Correction staff have been found in the past to bring contraband to city jails. In one recent case, ex-correction officer Krystle Burrell was sentenced Tuesday to 29 months in federal prison for taking bribes to smuggle drugs and phones into the now-closed Anna M. Kross Center on Rikers Island.

Staff in the Correction Department’s Investigations Division have a key role in catching and deterring contraband smugglers.
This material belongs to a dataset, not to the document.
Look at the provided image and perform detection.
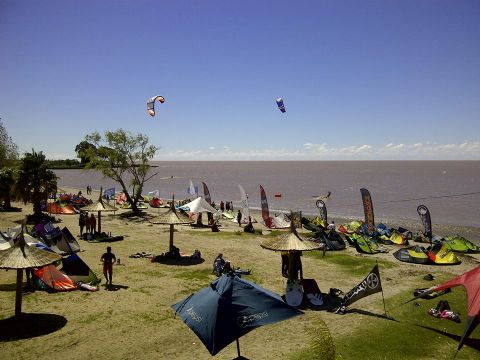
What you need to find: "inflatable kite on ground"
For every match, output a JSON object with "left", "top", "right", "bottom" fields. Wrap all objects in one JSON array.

But in 2023, the division has been caught up in several controversies.

In August, Correction Commissioner Louis Molina demoted assistant investigations commissioner Ruben Benitez, a longtime fixture in the unit, to the rank of investigator for reasons that have not been explained.

That same month, Molina hired Wilfredo Perez, a former vice president for the state prison guards union, as the number two official overseeing investigations.

Florence Finkle, who was the Investigations chief at the Correction Department between 2010 and 2014, previously said Perez’s selection suggested the current correction leadership “doesn’t give a hoot about holding officers accountable.”

On April 2, the then-deputy commissioner of Investigations Manuel Hernandez resigned after a court-appointed monitor tracking violence in city jails reported that staff were being pressured to take it easy on cases involving officer misconduct.

The monitor disclosed that 22 investigators quit the agency in 2022, following by an “exodus” of 25 investigators in January. The departures came as the monitor reported that in an overwhelming majority of discipline cases brought against correction officers in the previous year, no action was taken.